The ABMF set up one sub-forum to
collect market information on issuance and transactions, and a second to
identify transaction flows with a view to increasing STP in the region. Next
will come a standard issuance document set, and expansion of the first
sub-forum’s scope to include payment and redemption procedures for government
and corporate bonds.
Yet the forum’s expected outcomes
remain relatively modest. “We’re starting with the easier issues first, then
we’ll take the next ones in sequence. We’re limiting the scope to small areas
for harmonization,” said Jason Lee, adviser to the office of regional economic
integration at the Asian Development bank.
“Unlike Europe, Asia has no
formal institution to lead harmonization. The bottom-up approach could make the
process slower than in Europe but it will be safer in terms of actual
implementation. A bottom-up approach is more comfortable for this region,” Lee
says.
Progress is slow not only because
it is being built by consensus but also because Asia is a significantly more
fragmented market. Asian markets didn’t start with a treaty, pointed out Mike
Tagai, managing director and industry issues executive for
Asia at J.P. Morgan.
“European countries are almost
standardized already. Here in Asia we have to start from scratch,” agreed Yuji
Sato, co-chair of the ABMF’s second sub-forum at JASDEC.
If harmonization results in
reduced over- all costs – possibly including lower custodian bank fees – it
will be the result of higher volumes. But the primary concern is to create a
more active bond market, said Sato, with increased harmonization and
standardization in the secondary market. In the process, connecting each market
gateway to ISO standards will enhance STP flows for cross-border transactions.
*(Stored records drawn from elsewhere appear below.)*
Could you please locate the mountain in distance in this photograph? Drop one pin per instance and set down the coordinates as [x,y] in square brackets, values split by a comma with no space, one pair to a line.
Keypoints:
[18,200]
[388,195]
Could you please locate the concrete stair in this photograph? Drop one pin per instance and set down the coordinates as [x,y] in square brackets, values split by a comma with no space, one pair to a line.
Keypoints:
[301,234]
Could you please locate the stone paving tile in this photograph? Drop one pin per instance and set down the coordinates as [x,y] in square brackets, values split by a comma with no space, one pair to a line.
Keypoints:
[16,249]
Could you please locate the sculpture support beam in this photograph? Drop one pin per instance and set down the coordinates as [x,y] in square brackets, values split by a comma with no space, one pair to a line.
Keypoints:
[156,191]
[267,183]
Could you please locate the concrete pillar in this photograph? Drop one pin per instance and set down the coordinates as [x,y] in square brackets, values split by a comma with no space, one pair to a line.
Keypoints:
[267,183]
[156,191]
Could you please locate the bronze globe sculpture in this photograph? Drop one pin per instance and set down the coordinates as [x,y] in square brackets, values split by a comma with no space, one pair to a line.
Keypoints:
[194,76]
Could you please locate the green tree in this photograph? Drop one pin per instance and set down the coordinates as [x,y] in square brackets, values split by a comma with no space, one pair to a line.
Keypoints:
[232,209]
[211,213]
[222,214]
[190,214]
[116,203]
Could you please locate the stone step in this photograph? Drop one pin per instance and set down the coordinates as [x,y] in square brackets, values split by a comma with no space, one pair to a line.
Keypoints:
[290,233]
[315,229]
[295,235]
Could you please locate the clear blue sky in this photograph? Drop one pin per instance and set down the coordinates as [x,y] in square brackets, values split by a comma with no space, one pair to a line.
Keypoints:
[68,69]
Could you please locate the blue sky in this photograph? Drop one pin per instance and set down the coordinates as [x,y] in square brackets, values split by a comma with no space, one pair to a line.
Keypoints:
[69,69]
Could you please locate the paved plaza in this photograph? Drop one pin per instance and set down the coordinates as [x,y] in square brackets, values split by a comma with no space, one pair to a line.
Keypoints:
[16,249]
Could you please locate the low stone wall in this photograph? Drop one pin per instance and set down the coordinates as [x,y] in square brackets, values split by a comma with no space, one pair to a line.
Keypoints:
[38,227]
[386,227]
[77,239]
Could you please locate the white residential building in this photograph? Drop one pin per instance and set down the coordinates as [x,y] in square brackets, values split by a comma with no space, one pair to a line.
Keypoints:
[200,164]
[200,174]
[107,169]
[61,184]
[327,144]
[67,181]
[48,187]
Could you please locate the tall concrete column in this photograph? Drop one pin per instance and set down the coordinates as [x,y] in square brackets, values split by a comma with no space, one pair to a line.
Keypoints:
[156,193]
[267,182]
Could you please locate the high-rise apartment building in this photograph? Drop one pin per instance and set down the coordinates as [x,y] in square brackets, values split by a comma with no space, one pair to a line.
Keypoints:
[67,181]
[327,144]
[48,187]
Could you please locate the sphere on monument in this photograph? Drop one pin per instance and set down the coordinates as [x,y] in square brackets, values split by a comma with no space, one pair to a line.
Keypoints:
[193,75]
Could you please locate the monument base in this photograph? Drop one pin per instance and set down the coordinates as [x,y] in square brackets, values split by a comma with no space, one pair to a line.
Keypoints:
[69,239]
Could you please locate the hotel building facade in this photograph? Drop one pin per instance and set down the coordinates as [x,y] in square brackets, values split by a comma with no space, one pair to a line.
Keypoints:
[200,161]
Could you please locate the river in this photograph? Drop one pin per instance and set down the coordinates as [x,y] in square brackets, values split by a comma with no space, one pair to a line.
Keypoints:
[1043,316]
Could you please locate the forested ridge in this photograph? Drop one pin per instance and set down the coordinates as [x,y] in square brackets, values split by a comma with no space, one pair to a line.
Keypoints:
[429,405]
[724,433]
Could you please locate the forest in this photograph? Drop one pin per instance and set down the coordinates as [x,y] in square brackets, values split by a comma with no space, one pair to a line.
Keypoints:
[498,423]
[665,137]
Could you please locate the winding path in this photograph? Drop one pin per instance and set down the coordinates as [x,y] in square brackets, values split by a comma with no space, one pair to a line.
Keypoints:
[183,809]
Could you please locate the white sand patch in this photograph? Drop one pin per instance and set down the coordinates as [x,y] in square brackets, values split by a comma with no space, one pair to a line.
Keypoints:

Asked about future targets for harmonization,
Lee described the obvious con- tenders – tax and FX controls – as “not
practical”. He pointed instead to measures aimed at enhancing liquidity in the
region, including how to increase use of collateral, improve the regional
settlement infrastructure and decide whether it makes sense to connect CSDs.
Given Douglas’s advice to
disengage politics from business, Lee reminded the audience that its priorities
would be based on guidance from ASEAN+3 governments concerned not only with
market inefficiencies but with the macro impact of regional transaction flows.
For both governments and
industry, one of the lessons from the European process is that it will take
time and perseverance.
“It feels strange to provide
advice from Europe when Europe is such a mess,” said Douglas. In Asia, as in Europe – where T2s will
address some of the barriers Giovannini originally identified – the process
will reflect the grief cycle: denial, through acceptance, to willingness to
move forward.
“When the issues are first
raised, everyone says that solving them will be too difficult. After a couple
of years, you start to get progress,” he said. “It will eventually get to a
stage where the market will accept it and move forward.”